I’ve filed away Giorgione as a quaint SoHo-ish restaurant for before or after Film Forum outings. It’s a few blocks away, south and west, but not on the best part of Spring for sitting at the tables outside, even on a warm spring night. At rush hour, a slow procession of surly Holland Tunnel traffic blocks any potentially romantic views.
Inside lingered the smoky scent of a wood-burning stove and an endless Beatles-based soundtrack that mingled singles with comparatively obscure album-track favorites (“Maxwell’s Silver Hammer,” “Getting Better,” “Golden Slumbers,” “Taxman” and one of George’s electric-sitar freakouts). Tables-for-two, wrapped in gleaming industrial sheet-metal, were adorned with a metal pot in which was planted a fresh herb or spice, a different one for each table. Mine was parsley. All very comforting.
My Carciofi Alla Giudea appetizer (“Roman Jewish-style” deep-fried artichokes) resembled large mutant pinecones, the crisp brown petals striated like wood. I don’t recall ever having eaten a food before that rustled. It was all right but I’m suspicious of deep frying items like artichokes because you theoretically end up eating parts of the vegetable you wouldn’t if it was served fresh, those stems and tougher leaves. The best part of it remained the best part of any artichoke, the heart. In the deep-fried version, the clutch of outer armor spares the center a crispy wrath; instead it turns warm, tender, oily and very delicious. On my previously orderly plate, I left a pile of dead autumn leaves, as if disturbed by a mischievous child.
My glasses of cabernet sauvignon complemented my homemade cavatelli entrée, blended with fresh ricotta, bacon, arugula and pepperoncino, as well as the New Yorker article on the comically puritan life of Milton Bradley I read on the side. Tiramisu for dessert was juicy with liqueur and boxed by small sheets of cocoa-streaked chocolate.

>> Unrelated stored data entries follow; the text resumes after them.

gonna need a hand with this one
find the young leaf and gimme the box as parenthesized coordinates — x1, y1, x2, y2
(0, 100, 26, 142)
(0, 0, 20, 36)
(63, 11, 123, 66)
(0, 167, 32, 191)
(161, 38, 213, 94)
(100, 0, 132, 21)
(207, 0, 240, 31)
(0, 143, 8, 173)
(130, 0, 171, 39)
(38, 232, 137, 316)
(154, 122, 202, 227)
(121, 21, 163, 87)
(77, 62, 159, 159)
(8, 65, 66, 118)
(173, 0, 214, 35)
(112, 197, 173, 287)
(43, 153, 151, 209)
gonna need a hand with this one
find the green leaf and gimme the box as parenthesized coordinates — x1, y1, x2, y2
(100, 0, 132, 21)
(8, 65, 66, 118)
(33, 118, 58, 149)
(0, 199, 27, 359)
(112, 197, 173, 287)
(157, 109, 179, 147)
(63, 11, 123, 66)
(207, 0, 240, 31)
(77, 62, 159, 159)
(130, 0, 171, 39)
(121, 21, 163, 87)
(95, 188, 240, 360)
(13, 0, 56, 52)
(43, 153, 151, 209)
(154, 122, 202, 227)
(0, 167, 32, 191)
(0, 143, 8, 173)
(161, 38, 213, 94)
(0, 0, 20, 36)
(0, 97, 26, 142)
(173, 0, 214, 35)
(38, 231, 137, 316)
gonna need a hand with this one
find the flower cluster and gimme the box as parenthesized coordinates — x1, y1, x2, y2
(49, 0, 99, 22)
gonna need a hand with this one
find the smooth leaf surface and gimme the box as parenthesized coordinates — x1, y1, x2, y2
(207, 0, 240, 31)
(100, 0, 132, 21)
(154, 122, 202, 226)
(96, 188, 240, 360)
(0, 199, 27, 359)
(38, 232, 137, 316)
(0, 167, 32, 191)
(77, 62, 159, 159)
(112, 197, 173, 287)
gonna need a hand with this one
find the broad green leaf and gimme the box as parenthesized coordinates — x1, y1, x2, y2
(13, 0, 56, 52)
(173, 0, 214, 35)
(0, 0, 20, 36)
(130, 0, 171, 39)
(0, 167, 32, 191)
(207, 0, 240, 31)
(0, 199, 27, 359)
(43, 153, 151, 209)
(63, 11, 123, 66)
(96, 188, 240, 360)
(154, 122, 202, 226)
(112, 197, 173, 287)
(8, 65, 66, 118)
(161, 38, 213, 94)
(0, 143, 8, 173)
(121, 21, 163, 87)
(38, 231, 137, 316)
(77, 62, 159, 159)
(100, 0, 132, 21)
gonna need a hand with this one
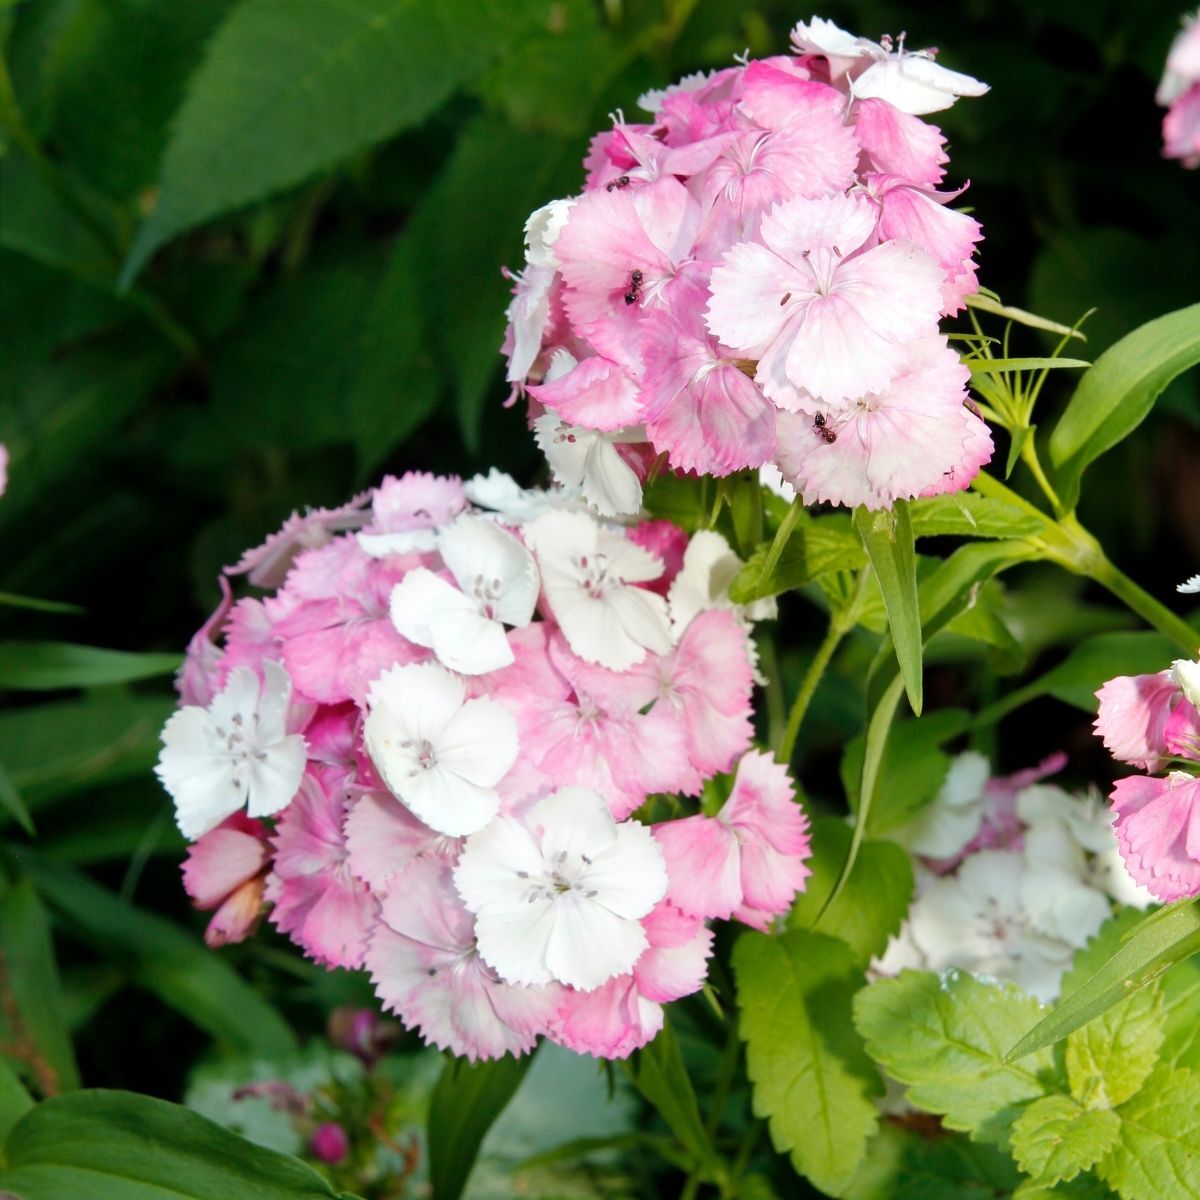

The last piece of this candy stayed stubbornly glued to my plate with mascarpone and as I stabbed at it with my fork, two pleasant young ladies arrived and sat at the table placed a New York-style inch away from mine. I had a woozy conversation with the one about her laptop bag. She said she’d be putting it on the floor between us and that I should know it would be there lest I accidentally step on it. Then she thought better and moved it under her chair, but her purse was already there and the bag poked into the aisle, so she placed it against the wall. Just then the waitstaff dimmed the lights and lit a fire in the wood-burning stove which was, naturally, against the wall right next to the bag. So after confirming with me that it would be O.K., she moved the bag under my chair, a sufficient distance from the flames yet near enough for her to keep an eye on it, positioning it perfectly so that when I rose to leave and bid them a pleasant evening, I tripped over it anyway. With the fire and the ghost of John Lennon and the good food and the ladies, I strode to the subway elated and satiated. Only the next day did I realize my bill, which in my winey haze I had thought excessive, was for a different table. I discerned this after realizing with a start that the polipetti entry on my receipt marked the consumption of two baby octopus salads. I’d probably return to Giorgione anway.
Giorgione
- 307 Spring St. (between Greenwich and Hudson Streets)
- (212) 352-2269
- Meal 16 of 52: fried artichokes ($10), cavatelli ($16), wine and tiramisu.